Marcelo Secco, CEO da Marfrig, afirmou que, nas condições atuais, não há necessidade de interromper a vacinação. “O status de país livre de aftosa com vacinação não impede o acesso a mercados internacionais”, disse. Ele ressaltou que qualquer decisão de abandonar a imunização deve ser baseada em evidências científicas robustas e no monitoramento epidemiológico global, especialmente diante de novos surtos da doença em várias regiões.
Alberto González, diretor do Frigorífico Las Piedras, foi categórico: “O Uruguai, sob nenhum conceito, deve deixar de vacinar enquanto não houver garantias absolutas de que a doença não representa risco para o continente. O país tem pouco a ganhar e muito a perder se surgir um foco de aftosa.” Ele lembrou que o Uruguai conquistou habilitações para mercados exigentes como Coreia e Japão mantendo o atual status sanitário.

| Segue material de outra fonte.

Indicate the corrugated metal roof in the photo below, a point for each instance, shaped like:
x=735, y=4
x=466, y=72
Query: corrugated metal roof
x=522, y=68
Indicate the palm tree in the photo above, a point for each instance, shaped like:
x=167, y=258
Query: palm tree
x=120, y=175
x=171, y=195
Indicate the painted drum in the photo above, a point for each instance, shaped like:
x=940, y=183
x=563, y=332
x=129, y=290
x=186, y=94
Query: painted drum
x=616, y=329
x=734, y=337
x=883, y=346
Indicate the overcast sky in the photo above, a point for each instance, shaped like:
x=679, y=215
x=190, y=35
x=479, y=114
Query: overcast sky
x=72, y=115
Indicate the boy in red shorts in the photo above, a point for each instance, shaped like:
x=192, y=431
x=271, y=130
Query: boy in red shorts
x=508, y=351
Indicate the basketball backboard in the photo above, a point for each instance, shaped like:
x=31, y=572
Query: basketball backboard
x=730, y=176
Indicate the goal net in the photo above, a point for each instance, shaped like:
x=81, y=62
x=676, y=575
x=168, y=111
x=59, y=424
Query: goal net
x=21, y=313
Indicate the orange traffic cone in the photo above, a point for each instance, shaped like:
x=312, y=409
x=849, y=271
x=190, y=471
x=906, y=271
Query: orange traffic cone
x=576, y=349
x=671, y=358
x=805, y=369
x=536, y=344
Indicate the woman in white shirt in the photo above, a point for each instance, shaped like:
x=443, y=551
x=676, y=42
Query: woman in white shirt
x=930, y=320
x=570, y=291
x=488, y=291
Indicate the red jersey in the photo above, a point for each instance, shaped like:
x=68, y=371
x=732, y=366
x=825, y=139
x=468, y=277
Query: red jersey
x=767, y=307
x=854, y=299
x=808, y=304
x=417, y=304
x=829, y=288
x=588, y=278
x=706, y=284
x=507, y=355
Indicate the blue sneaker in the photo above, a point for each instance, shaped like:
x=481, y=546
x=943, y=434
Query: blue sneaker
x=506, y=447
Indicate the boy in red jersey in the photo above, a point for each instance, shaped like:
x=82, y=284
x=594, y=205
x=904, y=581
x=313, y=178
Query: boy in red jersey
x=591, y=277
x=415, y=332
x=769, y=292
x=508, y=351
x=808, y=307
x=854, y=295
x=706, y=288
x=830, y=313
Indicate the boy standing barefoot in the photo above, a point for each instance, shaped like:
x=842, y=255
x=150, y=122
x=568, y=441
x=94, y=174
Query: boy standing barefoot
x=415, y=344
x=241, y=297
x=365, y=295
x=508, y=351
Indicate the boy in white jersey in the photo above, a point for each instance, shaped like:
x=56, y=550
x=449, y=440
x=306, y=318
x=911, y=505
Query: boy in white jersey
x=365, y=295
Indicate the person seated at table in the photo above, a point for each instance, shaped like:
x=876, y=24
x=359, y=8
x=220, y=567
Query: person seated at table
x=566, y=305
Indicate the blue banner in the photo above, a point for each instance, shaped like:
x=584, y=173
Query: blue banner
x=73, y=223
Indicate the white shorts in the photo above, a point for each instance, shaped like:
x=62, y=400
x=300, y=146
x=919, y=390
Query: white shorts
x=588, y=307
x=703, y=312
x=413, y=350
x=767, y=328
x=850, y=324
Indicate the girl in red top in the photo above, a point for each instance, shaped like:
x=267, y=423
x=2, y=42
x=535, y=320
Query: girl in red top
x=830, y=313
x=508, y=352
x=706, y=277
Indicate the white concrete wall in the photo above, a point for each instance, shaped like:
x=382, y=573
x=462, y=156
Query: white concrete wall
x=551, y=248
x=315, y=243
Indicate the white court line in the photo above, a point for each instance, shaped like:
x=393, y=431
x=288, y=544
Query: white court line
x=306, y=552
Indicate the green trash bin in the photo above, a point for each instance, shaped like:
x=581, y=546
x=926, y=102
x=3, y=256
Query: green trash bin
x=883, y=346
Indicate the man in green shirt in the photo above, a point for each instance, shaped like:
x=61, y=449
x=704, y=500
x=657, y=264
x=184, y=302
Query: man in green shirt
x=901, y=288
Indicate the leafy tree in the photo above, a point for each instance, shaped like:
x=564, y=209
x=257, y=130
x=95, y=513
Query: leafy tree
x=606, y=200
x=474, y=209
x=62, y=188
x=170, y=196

Eduardo Urgal, diretor dos frigoríficos Pando e San Jacinto, defendeu que, em vez de campanhas para abandonar a vacinação, os países deveriam promover a imunização contínua de todos os rebanhos.
No Paraguai, o debate é paralelo. Enquanto o Serviço Nacional de Qualidade e Saúde Animal (Senacsa) avalia avançar para um status sem vacinação, produtores e indústria rejeitam a medida e defendem a manutenção da imunização até 2030. A posição do setor produtivo paraguaio coincide com a uruguaia: a vacinação é essencial para proteger o patrimônio pecuário, evitar surtos e assegurar exportações para mercados exigentes.